GitHub - apple/ml-ssd

Simple Self-Distillation

Embarrassingly Simple Self-Distillation Improves Code Generation

Ruixiang Zhang*, Richard He Bai*, Huangjie Zheng*, Navdeep Jaitly, Ronan Collobert, Yizhe Zhang*

_{*Equal contribution}

✨ Overview

This repository reproduces the method from the paper:

Embarrassingly Simple Self-Distillation Improves Code Generation

The approach consists of three simple steps:

Sample solutions from a frozen model at non-unit temperature
Fine-tune on raw, unverified outputs using standard cross-entropy
Decode with a separately tuned temperature

No rewards · No verifier · No teacher · No RL

For full details, see the paper.

📰 News

[2026-04-03] 🚀 Initial release of repository
[2026-04-03] 🤗 Model checkpoints coming soon on Hugging Face
[2026-04-07] 🤗 Model checkpoints released
[2026-04-16] 🔧 Data generation pipeline released
(More updates will be added here)

🚀 Getting Started

git clone https://github.com/apple/ml-ssd.git
cd ml-ssd
uv sync --group evaluation          # for evaluation only
uv sync --group data-generation     # for data generation only
uv sync --group evaluation --group data-generation  # for both

Evaluation commands

source .venv/bin/activate
python evaluation/eval.py \
    --model <hf_model_name> \
    --tensor_parallel_size 4 \
    --max_tokens 65536 \
    --n_repeat 10 \
    --sampling_params "temperature=0.9,top_p=0.8,top_k=20" \
    --output_path ./results/

Note: The sampling parameters above are illustrative.
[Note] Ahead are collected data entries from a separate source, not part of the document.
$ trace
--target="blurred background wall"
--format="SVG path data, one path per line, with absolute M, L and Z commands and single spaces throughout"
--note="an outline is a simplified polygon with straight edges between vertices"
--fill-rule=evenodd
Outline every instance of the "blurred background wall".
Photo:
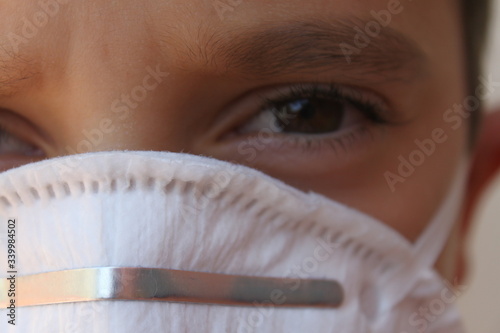
M 492 24 L 485 74 L 500 81 L 500 0 L 493 0 Z M 500 90 L 489 101 L 500 110 Z M 500 130 L 500 128 L 499 128 Z M 469 242 L 470 275 L 458 300 L 467 332 L 500 333 L 500 175 L 475 216 Z

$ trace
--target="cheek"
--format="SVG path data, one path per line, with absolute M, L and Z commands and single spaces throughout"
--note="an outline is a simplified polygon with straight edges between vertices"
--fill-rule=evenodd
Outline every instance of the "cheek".
M 443 90 L 439 74 L 426 82 L 428 88 L 412 92 L 412 113 L 418 117 L 388 128 L 382 141 L 372 145 L 362 159 L 339 168 L 335 160 L 324 158 L 321 170 L 314 173 L 294 174 L 290 171 L 293 166 L 283 164 L 263 171 L 361 210 L 415 240 L 440 207 L 467 154 L 470 118 L 463 119 L 459 127 L 443 118 L 464 95 L 459 84 Z M 442 93 L 439 99 L 429 99 L 428 90 Z

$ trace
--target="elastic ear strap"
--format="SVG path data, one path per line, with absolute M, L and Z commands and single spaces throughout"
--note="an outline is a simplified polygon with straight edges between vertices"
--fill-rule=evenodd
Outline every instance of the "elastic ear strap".
M 432 269 L 435 265 L 461 212 L 468 170 L 469 162 L 463 158 L 455 170 L 441 207 L 414 244 L 413 261 L 384 279 L 382 288 L 387 288 L 384 296 L 388 297 L 385 298 L 387 303 L 383 304 L 383 310 L 388 311 L 401 301 L 419 280 L 422 271 Z
M 442 206 L 415 242 L 414 252 L 422 266 L 432 267 L 444 249 L 453 225 L 459 218 L 462 206 L 469 163 L 462 160 L 453 178 Z

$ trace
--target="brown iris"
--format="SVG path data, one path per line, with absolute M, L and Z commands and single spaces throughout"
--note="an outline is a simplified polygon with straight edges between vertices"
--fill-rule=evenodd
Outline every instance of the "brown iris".
M 270 111 L 283 133 L 322 134 L 337 131 L 344 119 L 346 102 L 304 98 L 275 103 Z

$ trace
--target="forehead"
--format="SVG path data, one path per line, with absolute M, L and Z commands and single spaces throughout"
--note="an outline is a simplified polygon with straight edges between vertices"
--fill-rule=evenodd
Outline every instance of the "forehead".
M 282 38 L 279 43 L 298 49 L 308 37 L 315 37 L 315 41 L 330 42 L 330 51 L 335 55 L 364 50 L 369 48 L 364 47 L 367 41 L 371 44 L 384 37 L 394 38 L 396 46 L 403 45 L 404 40 L 410 42 L 399 52 L 412 43 L 426 51 L 433 39 L 439 40 L 449 32 L 443 27 L 456 19 L 454 2 L 3 0 L 0 45 L 4 57 L 18 55 L 28 60 L 44 54 L 58 64 L 68 56 L 78 55 L 107 64 L 132 60 L 127 58 L 147 62 L 144 55 L 150 54 L 169 58 L 179 66 L 190 61 L 202 68 L 214 65 L 211 56 L 216 51 L 244 53 L 245 43 L 259 39 L 268 43 L 257 51 L 268 52 L 276 46 L 272 42 L 286 33 L 289 39 Z M 271 34 L 264 34 L 268 30 Z M 398 40 L 400 36 L 394 32 L 403 38 Z M 250 33 L 254 38 L 244 39 Z M 239 44 L 228 43 L 237 39 Z M 342 49 L 341 42 L 354 49 Z M 119 51 L 120 56 L 113 51 Z M 248 56 L 246 60 L 252 59 Z

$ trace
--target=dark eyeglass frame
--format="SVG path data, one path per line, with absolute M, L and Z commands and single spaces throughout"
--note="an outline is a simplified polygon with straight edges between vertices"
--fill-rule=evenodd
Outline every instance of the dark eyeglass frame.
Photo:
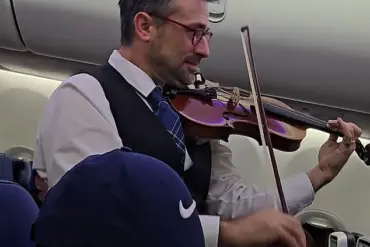
M 179 25 L 180 27 L 184 28 L 186 31 L 188 32 L 192 32 L 193 33 L 193 38 L 191 40 L 192 44 L 194 46 L 197 46 L 200 41 L 202 40 L 202 38 L 204 37 L 207 41 L 207 43 L 209 43 L 209 41 L 211 40 L 212 36 L 213 36 L 213 33 L 210 31 L 209 28 L 207 29 L 202 29 L 202 28 L 191 28 L 191 27 L 188 27 L 186 26 L 185 24 L 182 24 L 178 21 L 175 21 L 171 18 L 168 18 L 168 17 L 163 17 L 163 16 L 160 16 L 160 15 L 157 15 L 157 14 L 149 14 L 150 16 L 153 16 L 153 17 L 156 17 L 158 19 L 161 19 L 163 21 L 169 21 L 169 22 L 172 22 L 174 24 L 177 24 Z

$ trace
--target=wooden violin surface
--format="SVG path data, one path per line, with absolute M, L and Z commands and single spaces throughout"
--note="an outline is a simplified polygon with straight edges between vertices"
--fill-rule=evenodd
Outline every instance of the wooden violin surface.
M 261 143 L 258 121 L 251 97 L 241 97 L 237 102 L 231 95 L 217 92 L 215 99 L 179 95 L 171 100 L 172 106 L 183 117 L 185 133 L 194 138 L 223 139 L 232 134 L 249 136 Z M 264 102 L 286 109 L 288 105 L 273 98 L 263 97 Z M 282 151 L 295 151 L 306 136 L 306 129 L 277 119 L 267 118 L 274 147 Z

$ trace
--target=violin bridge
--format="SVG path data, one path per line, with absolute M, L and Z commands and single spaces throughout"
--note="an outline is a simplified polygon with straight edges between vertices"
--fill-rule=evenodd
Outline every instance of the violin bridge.
M 233 87 L 233 91 L 230 95 L 228 104 L 229 105 L 231 104 L 232 108 L 235 108 L 239 104 L 239 101 L 240 101 L 240 90 L 237 87 Z

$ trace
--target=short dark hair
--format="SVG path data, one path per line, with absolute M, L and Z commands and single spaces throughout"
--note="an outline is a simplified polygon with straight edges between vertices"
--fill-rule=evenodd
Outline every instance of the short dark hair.
M 174 0 L 119 0 L 121 18 L 121 45 L 131 45 L 134 34 L 134 17 L 139 12 L 167 17 Z

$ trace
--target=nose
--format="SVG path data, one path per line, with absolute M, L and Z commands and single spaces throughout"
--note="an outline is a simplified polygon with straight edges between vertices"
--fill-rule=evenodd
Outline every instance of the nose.
M 199 44 L 195 46 L 195 54 L 202 58 L 207 58 L 209 56 L 209 43 L 205 37 L 202 37 Z

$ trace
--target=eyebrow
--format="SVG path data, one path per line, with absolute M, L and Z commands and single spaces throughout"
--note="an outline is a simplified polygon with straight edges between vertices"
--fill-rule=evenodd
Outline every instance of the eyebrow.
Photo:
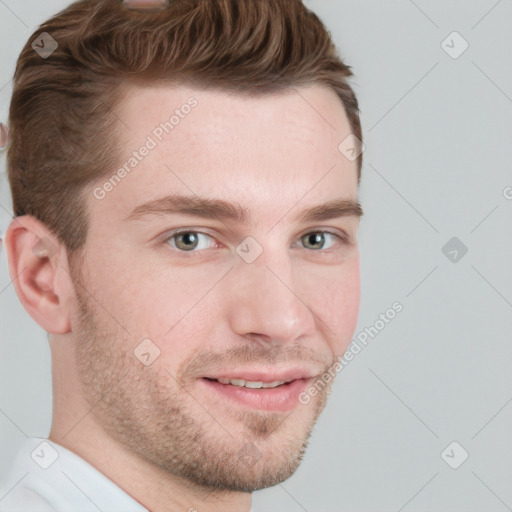
M 195 217 L 225 219 L 247 224 L 251 219 L 249 210 L 239 203 L 222 199 L 173 194 L 153 199 L 137 206 L 124 221 L 144 220 L 150 216 L 191 215 Z M 335 199 L 301 211 L 294 222 L 320 222 L 339 217 L 361 217 L 363 209 L 358 201 Z

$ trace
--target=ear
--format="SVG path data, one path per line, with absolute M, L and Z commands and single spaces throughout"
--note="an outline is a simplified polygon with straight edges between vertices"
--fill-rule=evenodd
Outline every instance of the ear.
M 31 215 L 15 217 L 5 234 L 9 275 L 27 313 L 48 333 L 70 329 L 72 279 L 65 247 Z

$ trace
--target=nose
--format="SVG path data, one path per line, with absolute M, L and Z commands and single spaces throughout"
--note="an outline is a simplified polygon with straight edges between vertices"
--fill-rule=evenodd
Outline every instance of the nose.
M 279 266 L 269 260 L 240 261 L 232 272 L 228 301 L 232 331 L 269 345 L 313 335 L 315 313 L 295 285 L 289 259 Z

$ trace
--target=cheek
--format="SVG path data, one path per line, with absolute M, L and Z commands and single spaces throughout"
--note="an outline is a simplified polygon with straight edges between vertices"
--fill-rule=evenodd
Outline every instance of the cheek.
M 144 346 L 157 355 L 154 367 L 165 367 L 174 375 L 218 323 L 209 306 L 214 294 L 208 292 L 225 272 L 118 258 L 95 279 L 101 283 L 98 300 L 109 313 L 105 321 L 129 333 L 126 349 L 133 351 L 143 340 L 151 340 L 158 350 L 152 344 Z
M 318 329 L 323 332 L 332 352 L 341 355 L 354 335 L 359 315 L 361 280 L 359 260 L 326 275 L 323 286 L 310 296 L 310 305 L 321 319 Z
M 113 249 L 98 252 L 91 262 L 89 287 L 130 332 L 163 336 L 214 284 L 215 276 L 206 270 L 187 272 L 165 260 L 132 254 L 120 243 Z

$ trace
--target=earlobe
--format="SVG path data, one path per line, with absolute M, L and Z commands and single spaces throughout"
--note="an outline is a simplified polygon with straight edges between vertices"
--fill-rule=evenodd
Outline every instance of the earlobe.
M 62 287 L 60 279 L 61 273 L 69 279 L 67 267 L 62 268 L 66 251 L 55 235 L 35 217 L 16 217 L 7 228 L 5 250 L 11 281 L 27 313 L 49 333 L 69 332 L 71 288 Z

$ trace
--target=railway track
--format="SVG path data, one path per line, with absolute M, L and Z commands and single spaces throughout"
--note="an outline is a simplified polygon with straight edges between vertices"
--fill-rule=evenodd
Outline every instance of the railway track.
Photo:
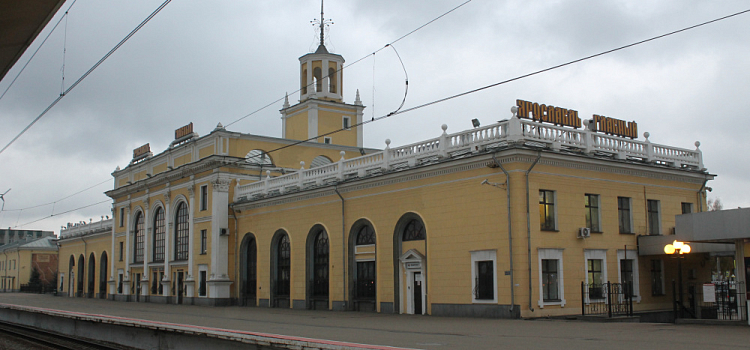
M 127 346 L 73 337 L 5 321 L 0 321 L 0 336 L 28 343 L 28 349 L 135 350 Z

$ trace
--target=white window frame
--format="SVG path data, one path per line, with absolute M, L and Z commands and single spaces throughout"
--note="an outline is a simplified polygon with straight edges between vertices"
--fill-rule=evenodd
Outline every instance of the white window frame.
M 563 249 L 539 248 L 537 250 L 537 255 L 537 260 L 539 260 L 539 308 L 544 309 L 544 307 L 548 305 L 559 305 L 560 307 L 565 307 L 565 280 L 563 278 L 563 271 L 565 271 L 565 269 L 563 269 Z M 542 282 L 542 260 L 557 260 L 557 281 L 559 284 L 558 293 L 560 294 L 560 301 L 544 301 L 544 294 L 542 293 L 544 290 Z
M 208 253 L 208 230 L 201 230 L 201 252 L 200 255 Z
M 120 207 L 120 227 L 125 226 L 125 207 Z
M 208 210 L 208 185 L 201 185 L 200 197 L 200 211 Z
M 589 227 L 591 229 L 591 232 L 602 233 L 604 231 L 604 228 L 603 228 L 604 225 L 602 225 L 602 196 L 595 194 L 595 193 L 584 193 L 583 195 L 584 195 L 584 198 L 586 196 L 596 197 L 596 221 L 599 223 L 599 227 L 597 227 L 596 230 L 594 230 L 593 227 L 589 227 L 588 225 L 586 225 L 586 227 Z M 591 203 L 589 203 L 589 206 L 590 205 Z M 584 205 L 584 208 L 585 208 L 585 205 Z M 585 209 L 589 210 L 588 208 L 585 208 Z M 618 230 L 619 230 L 619 227 L 618 227 Z
M 480 261 L 492 261 L 492 299 L 477 299 L 477 265 Z M 474 304 L 497 304 L 497 251 L 478 250 L 471 252 L 471 302 Z
M 583 255 L 584 255 L 584 264 L 585 264 L 584 265 L 584 271 L 585 271 L 584 280 L 586 281 L 586 284 L 588 285 L 589 283 L 591 283 L 589 282 L 589 260 L 601 260 L 602 261 L 602 283 L 607 283 L 608 281 L 607 250 L 606 249 L 586 249 Z M 617 268 L 618 269 L 620 268 L 619 265 Z M 600 300 L 606 300 L 606 299 L 607 299 L 607 296 L 604 295 L 603 299 L 592 299 L 592 300 L 600 301 Z M 586 296 L 586 304 L 588 304 L 589 302 L 590 302 L 589 297 Z
M 620 198 L 628 200 L 628 220 L 630 220 L 630 232 L 620 232 Z M 620 234 L 634 234 L 635 229 L 633 228 L 633 198 L 617 196 L 617 232 Z
M 201 272 L 205 272 L 206 273 L 206 288 L 204 289 L 205 292 L 206 292 L 206 295 L 201 295 L 201 287 L 200 287 Z M 199 298 L 208 298 L 208 265 L 198 265 L 198 293 L 196 293 L 196 294 L 198 294 Z
M 323 137 L 323 143 L 330 145 L 333 140 L 330 137 Z
M 658 200 L 658 199 L 646 199 L 646 227 L 647 227 L 647 230 L 648 230 L 648 228 L 651 227 L 651 221 L 650 221 L 651 220 L 651 213 L 649 213 L 649 211 L 648 211 L 648 202 L 649 201 L 655 201 L 656 202 L 656 214 L 657 214 L 656 215 L 656 232 L 652 233 L 652 232 L 649 231 L 649 232 L 646 232 L 646 234 L 647 235 L 652 235 L 652 236 L 661 236 L 663 234 L 662 230 L 661 230 L 661 200 Z
M 641 290 L 640 290 L 640 273 L 638 270 L 638 251 L 628 249 L 628 260 L 633 260 L 633 300 L 635 302 L 641 302 Z M 617 281 L 620 283 L 622 280 L 622 260 L 625 260 L 625 250 L 619 249 L 617 251 Z
M 351 130 L 352 128 L 352 117 L 342 116 L 341 117 L 341 128 L 344 130 Z
M 548 192 L 552 192 L 552 209 L 554 209 L 554 210 L 552 210 L 552 213 L 553 213 L 553 215 L 554 215 L 554 218 L 552 218 L 552 219 L 553 219 L 553 220 L 552 220 L 552 221 L 553 221 L 553 226 L 554 226 L 554 227 L 552 228 L 552 231 L 558 231 L 558 227 L 559 227 L 559 226 L 557 226 L 557 207 L 558 207 L 558 205 L 557 205 L 557 191 L 556 191 L 556 190 L 546 190 L 546 189 L 543 189 L 543 188 L 540 188 L 540 189 L 539 189 L 539 191 L 548 191 Z M 539 204 L 539 203 L 537 202 L 537 205 L 538 205 L 538 204 Z M 537 208 L 538 208 L 538 207 L 537 207 Z M 537 211 L 538 211 L 538 210 L 537 210 Z M 540 230 L 541 230 L 541 226 L 542 226 L 542 225 L 541 225 L 541 222 L 540 222 L 540 223 L 539 223 L 539 227 L 540 227 Z M 542 230 L 542 231 L 549 231 L 549 230 Z

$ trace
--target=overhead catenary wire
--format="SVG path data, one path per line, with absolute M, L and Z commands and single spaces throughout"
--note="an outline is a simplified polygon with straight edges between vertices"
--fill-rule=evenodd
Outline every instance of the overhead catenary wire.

Please refer to each model's HuggingFace model card for the recommended sampling parameters.

Data generation

source .venv/bin/activate
python data_generation/generate.py --config data_generation/config.yaml

This runs the full pipeline end-to-end: loads the dataset, generates solutions with vLLM, and post-processes into chat-template JSONL for SFT training. Edit data_generation/config.yaml to change the model, dataset, sampling temperature, etc.

🤗 Models

Model	HuggingFace
SSD-4B-Instruct	apple/SimpleSD-4B-instruct
SSD-4B-Thinking	apple/SimpleSD-4B-thinking
SSD-30B-A3B-Instruct	apple/SimpleSD-30b-a3b-instruct

📁 Repository Structure

├── data_generation/
│   ├── generate.py              # End-to-end data generation pipeline
│   ├── config.yaml              # Generation & post-processing config
│   └── templates/               # Prompt templates
├── evaluation/
│   ├── eval.py                  # CLI entry point
│   ├── benchmark.py             # LiveCodeBench v6 implementation
│   └── livecodebench_utils.py   # Code execution utilities
├── figures/
│   └── fig_teaser.png
├── pyproject.toml
└── README.md

📝 Citation

@misc{zhang2026embarrassinglysimpleselfdistillationimproves,
      title={Embarrassingly Simple Self-Distillation Improves Code Generation},
      author={Ruixiang Zhang and Richard He Bai and Huangjie Zheng and Navdeep Jaitly and Ronan Collobert and Yizhe Zhang},
      year={2026},
      eprint={2604.01193},
      archivePrefix={arXiv},
      primaryClass={cs.CL},
      url={https://arxiv.org/abs/2604.01193},
}